2 c. cubed fully cooked ham
2 c. diced cooked potatoes
1 (15 1/2 oz.) can whole kernel corn, drained
1/4 c. minced fresh parsley
1/4 c. butter or marg.
1 Tbsp. chopped onion
1/3 c. all-purpose flour
1 3/4 c. milk
1/8 tsp. pepper
1 c. (4 oz.) shredded Cheddar cheese or process American cheese
In large bowl combine ham, potatoes, corn and parsley; set aside. In saucepan saute onion in butter for two minutes; stir in flour until blended. Gradually add milk and pepper. Bring to boil; cook and stir for two minutes. Remove from heat; pour over ham mixture and stir until combined. Transfer to greased 11-inch by7-inch baking dish. Cover and bake at 350° for 25 minutes. Uncover and sprinkle with cheese. Bake five -10 minutes longer or until cheese is melted. Four – six servings.


2 c. cubed cooked ham
1 celery rib, chopped
4 c. cooked elbow macaroni
1 c. frozen cooked  small shrimp, thawed
1/4 c. chopped onion
1/4 c. chopped green pepper
1/4 c. chopped sweet red pepper
1/2 c. shredded Cheddar cheese
1/3 c. sour cream
1/3 c mayonnaise
4 tsp. vinegar
1/2 tsp. salt, optional
1 tsp. snipped fresh dill or 1/4 tsp. dill weed
1/4 tsp. pepper
In bowl combine ham, macaroni, shrimp, celery, onion, peppers and cheese. In another bowl combine dressing ingredients until blended. Pour over salad and toss to coat. Cover and chill for several hours before serving. Eight servings.


1 (24 oz.) pkg. frozen hash browns
2 c. cubed fully cooked ham
1/4 tsp. pepper
3/4 c. shredded Cheddar cheese, divided
1 small onion, chopped
2 c. sour cream (16 oz.)
1 (10 3/4 oz.) Cheddar cheese
1 (10 3/4 oz) cream of potato soup, undiluted
In large bowl combine potatoes, ham, 1/2 cup cheese and onion.

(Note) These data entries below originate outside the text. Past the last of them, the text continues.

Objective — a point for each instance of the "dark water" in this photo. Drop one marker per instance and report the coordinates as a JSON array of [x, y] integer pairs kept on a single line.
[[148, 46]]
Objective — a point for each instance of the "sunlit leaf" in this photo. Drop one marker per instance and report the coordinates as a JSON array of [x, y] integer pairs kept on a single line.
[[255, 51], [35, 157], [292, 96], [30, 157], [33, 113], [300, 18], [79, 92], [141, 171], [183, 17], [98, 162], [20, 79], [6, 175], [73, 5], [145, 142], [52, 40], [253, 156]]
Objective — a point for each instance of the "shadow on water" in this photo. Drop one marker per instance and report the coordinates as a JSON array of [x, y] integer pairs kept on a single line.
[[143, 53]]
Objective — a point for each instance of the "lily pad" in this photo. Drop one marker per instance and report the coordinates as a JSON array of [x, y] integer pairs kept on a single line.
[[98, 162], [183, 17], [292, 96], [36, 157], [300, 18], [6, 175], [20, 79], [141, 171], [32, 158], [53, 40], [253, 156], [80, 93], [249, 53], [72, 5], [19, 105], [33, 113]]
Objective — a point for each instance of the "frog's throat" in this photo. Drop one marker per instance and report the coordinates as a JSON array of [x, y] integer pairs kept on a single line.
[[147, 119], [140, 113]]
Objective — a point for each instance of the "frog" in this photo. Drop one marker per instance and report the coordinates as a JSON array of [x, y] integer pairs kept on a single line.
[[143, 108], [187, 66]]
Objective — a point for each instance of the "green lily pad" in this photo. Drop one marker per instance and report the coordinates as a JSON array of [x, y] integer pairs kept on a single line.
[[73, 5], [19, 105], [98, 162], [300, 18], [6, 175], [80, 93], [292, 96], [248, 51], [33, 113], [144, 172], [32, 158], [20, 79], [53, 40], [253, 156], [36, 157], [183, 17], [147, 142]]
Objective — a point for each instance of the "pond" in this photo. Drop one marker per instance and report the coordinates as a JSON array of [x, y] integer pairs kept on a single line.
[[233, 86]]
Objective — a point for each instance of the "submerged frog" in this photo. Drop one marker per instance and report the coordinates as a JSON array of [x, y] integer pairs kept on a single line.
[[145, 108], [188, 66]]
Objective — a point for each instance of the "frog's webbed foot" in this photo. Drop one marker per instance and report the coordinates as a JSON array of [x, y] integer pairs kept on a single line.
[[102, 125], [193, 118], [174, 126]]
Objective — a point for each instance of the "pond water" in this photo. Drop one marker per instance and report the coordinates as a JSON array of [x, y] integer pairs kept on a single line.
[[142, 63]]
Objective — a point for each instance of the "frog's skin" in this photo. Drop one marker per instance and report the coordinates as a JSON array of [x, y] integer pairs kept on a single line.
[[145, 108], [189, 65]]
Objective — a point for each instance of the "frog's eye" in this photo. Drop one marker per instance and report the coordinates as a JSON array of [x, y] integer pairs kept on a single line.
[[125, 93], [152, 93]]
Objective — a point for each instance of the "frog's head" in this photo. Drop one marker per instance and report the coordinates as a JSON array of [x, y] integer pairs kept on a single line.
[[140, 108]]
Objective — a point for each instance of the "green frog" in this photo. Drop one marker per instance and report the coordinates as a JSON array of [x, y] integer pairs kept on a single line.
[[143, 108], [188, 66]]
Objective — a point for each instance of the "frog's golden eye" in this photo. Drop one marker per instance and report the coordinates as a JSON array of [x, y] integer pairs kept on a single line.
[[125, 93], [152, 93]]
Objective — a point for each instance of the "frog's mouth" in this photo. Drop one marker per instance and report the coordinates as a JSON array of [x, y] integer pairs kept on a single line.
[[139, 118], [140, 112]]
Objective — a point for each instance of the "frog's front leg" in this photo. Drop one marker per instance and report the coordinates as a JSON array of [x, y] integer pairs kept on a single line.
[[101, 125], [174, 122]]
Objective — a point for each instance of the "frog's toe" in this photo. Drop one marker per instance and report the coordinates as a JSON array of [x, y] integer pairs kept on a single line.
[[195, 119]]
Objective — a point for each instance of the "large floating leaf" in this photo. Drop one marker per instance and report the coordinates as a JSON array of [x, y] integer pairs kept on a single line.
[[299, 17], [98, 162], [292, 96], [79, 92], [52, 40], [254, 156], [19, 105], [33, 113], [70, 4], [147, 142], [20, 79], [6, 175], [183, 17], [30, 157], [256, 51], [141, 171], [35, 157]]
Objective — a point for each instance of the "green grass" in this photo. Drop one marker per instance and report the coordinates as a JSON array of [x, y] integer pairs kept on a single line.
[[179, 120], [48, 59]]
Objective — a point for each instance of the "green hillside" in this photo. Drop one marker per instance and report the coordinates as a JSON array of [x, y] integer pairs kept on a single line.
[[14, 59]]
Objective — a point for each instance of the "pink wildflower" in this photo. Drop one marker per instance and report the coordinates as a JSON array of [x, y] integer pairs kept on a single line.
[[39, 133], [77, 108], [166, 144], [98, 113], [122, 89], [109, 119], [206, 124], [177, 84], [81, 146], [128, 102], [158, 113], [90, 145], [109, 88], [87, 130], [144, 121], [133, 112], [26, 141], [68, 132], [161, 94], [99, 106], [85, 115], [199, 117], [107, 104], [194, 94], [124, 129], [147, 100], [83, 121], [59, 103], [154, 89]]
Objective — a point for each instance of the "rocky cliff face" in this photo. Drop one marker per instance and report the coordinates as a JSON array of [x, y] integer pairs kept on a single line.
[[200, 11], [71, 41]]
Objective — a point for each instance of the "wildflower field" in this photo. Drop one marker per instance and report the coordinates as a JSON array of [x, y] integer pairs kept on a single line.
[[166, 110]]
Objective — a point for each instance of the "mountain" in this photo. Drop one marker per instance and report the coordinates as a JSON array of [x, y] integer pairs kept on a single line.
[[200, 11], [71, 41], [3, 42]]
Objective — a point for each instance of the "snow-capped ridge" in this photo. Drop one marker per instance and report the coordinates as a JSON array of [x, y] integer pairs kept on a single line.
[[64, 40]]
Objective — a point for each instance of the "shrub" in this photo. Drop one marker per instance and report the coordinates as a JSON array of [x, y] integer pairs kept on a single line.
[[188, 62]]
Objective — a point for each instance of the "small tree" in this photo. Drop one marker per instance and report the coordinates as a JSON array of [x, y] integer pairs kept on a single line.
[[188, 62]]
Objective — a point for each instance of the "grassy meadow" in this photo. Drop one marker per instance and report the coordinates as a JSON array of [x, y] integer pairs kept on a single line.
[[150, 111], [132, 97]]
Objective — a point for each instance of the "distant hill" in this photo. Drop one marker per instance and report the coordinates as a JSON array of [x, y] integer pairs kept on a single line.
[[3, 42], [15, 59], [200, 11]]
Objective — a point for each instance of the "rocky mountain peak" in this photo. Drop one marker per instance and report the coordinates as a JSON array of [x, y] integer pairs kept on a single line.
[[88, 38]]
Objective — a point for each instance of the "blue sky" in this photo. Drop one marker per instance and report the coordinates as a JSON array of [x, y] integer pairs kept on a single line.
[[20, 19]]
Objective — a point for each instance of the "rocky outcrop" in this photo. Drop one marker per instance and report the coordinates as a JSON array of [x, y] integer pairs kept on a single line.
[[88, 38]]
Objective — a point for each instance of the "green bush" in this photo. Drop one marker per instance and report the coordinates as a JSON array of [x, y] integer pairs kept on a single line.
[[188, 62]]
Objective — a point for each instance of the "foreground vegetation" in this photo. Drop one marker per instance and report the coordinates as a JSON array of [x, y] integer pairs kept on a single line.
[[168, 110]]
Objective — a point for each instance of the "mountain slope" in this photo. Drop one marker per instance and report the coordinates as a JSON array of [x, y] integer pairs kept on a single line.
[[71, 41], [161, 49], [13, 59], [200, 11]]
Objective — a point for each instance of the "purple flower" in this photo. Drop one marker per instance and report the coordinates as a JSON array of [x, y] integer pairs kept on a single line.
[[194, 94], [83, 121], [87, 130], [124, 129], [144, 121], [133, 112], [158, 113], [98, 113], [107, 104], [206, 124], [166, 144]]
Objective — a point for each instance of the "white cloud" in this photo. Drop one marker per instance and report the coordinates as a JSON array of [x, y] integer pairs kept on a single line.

In another bowl combine sour cream, soups and pepper; add to potato mixture and mix well. Transfer to greased three – quart baking dish. Sprinkle with remaining cheese. Bake, uncovered, at 350° for 60-65 minutes or until bubbly and potatoes are tender. Let stand 10 minutes before serving. Serves 10-12.


2 Tbsp. olive oil
2 cloves garlic, minced
1 (8 oz.) pkg. sliced fresh mushrooms
2 lbs. fresh spinach leaves, cleaned and torn
1/4 tsp. salt
1/4 tsp. pepper
1/3 c. grated Parmesan cheese
Heat oil in skillet over medium high heat. Add garlic and mushrooms, cook until tender. Add spinach and cook four – five minutes. Stir in salt and pepper. Sprinkle with cheese.